The UK cannot resist EU employment rights forever, so employers need to plan for the worst-case scenario.
Another chapter in the saga of the Temporary Agency Workers Directive ended, yet again, without agreement between member states on this highly divisive issue. UK businesses will breathe a sigh of relief at the breakdown of talks, but what should employers do until discussions resume?
The draft EU directive has been stuck on the starting blocks since it was first proposed in 2002, and continuing uncertainty is bad news for business planning.
The EU Council of Ministers first failed to adopt the directive in 2003, and fundamental disagreements have prevented its adoption several times since, most recently at a meeting of EU social ministers.
The UK led a minority group of countries opposed to the wording of the draft directive and there was speculation it would be passed, but then it stalled again.
Ambitiously, the Portuguese presidency had tried to link agreement on the Temporary Agency Workers Directive with agreement on amendments to the Working Time Directive – in particular to changes to the UK’s cherished ‘opt-out’ from the 48-hour working week.
The key issue appears to be possible exemptions from the principle of equal treatment for temporary workers and, in particular, the maximum length of assignments to which any such exemption will apply.
The directive aims to establish a common legal framework across Europe to regulate the supply of temporary workers by agencies to end-users. This would have a significant impact on the UK labour market, where more than 3% of the workforce is estimated to be engaged temporarily.

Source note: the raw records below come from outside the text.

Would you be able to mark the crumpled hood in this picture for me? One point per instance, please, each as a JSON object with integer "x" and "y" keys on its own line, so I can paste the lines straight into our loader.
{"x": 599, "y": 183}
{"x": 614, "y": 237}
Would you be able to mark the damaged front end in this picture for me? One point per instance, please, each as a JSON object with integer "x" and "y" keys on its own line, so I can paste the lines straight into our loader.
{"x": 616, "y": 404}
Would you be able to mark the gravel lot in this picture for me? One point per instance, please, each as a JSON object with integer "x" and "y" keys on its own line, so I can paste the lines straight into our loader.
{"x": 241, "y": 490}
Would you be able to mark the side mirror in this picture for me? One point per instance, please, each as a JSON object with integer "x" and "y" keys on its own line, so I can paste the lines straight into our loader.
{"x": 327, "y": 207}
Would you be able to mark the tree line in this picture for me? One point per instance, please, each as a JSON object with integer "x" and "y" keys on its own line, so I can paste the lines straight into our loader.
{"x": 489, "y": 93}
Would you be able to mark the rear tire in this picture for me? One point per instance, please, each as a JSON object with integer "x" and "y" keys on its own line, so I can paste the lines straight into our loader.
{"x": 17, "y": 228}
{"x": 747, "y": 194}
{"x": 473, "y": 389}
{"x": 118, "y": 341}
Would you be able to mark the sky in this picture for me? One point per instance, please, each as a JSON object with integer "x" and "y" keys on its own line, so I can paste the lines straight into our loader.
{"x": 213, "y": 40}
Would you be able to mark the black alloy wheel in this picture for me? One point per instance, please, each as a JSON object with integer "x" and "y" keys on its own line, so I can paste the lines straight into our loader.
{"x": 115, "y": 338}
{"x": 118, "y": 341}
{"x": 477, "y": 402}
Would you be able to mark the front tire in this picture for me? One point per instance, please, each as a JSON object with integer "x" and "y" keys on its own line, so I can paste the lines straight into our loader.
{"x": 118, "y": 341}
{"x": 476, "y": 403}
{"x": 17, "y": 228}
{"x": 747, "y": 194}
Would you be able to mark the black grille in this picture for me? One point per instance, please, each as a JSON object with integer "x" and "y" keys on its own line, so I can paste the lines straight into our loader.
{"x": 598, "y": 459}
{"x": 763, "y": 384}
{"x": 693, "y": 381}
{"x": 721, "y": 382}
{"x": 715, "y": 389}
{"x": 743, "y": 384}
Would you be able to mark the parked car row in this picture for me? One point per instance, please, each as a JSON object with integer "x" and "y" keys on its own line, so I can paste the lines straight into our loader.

If passed in its present form, the directive will give equal rights to agency workers (including maternity rights) and require them to be engaged on the same terms and conditions as permanent workers after a minimum period, which could be from day one. Unsurprisingly, employers argue that it should be at least six months.
UK business competitiveness is often attributed to the flexibility of its workforce. Indeed, our European neighbours sometimes argue it is too flexible, giving us an unfair advantage in the global marketplace over their own economies.
Despite the worthy social justice arguments in favour of passing the directive, any regulation making it more costly to employ agency workers is likely to have a negative economic impact as employers stop using them without replacing them with permanent employees. The CBI estimates that 250,000 jobs would have been in jeopardy had the directive been agreed. Another casualty would have been the agency business sector itself.
The British government looks increasingly like King Canute trying in vain to hold back the tide of agency worker employment rights, which will, inevitably, flood the UK.
So while the UK is currently enjoying a brief reprieve, it seems the writing is on the wall for employers using temporary workers and the agency businesses themselves.
And with France set to take over the EU presidency in July 2008, there is no doubt that the issue of both the temporary agency workers directive and changes to the working time directive will be back on the agenda before long.
Katy Meves, professional support lawyer, Shoosmiths
Action points for employers
Businesses should use this unexpected reprieve to:
- Establish where and how temporary agency workers are used. Does the business use casual temps to cover busy periods, or are they doing higher value work?
- Plan for the worst-case scenario. Calculate costs if agency workers got the same pay and benefits from day one or after only six weeks.
- How would you cover the work required if your organisation stopped using temps? Can potential extra costs be absorbed by savings elsewhere?
- Check whether agencies will pass on sudden cost increases, and how quickly (and at what penalty) can the contract be terminated if necessary.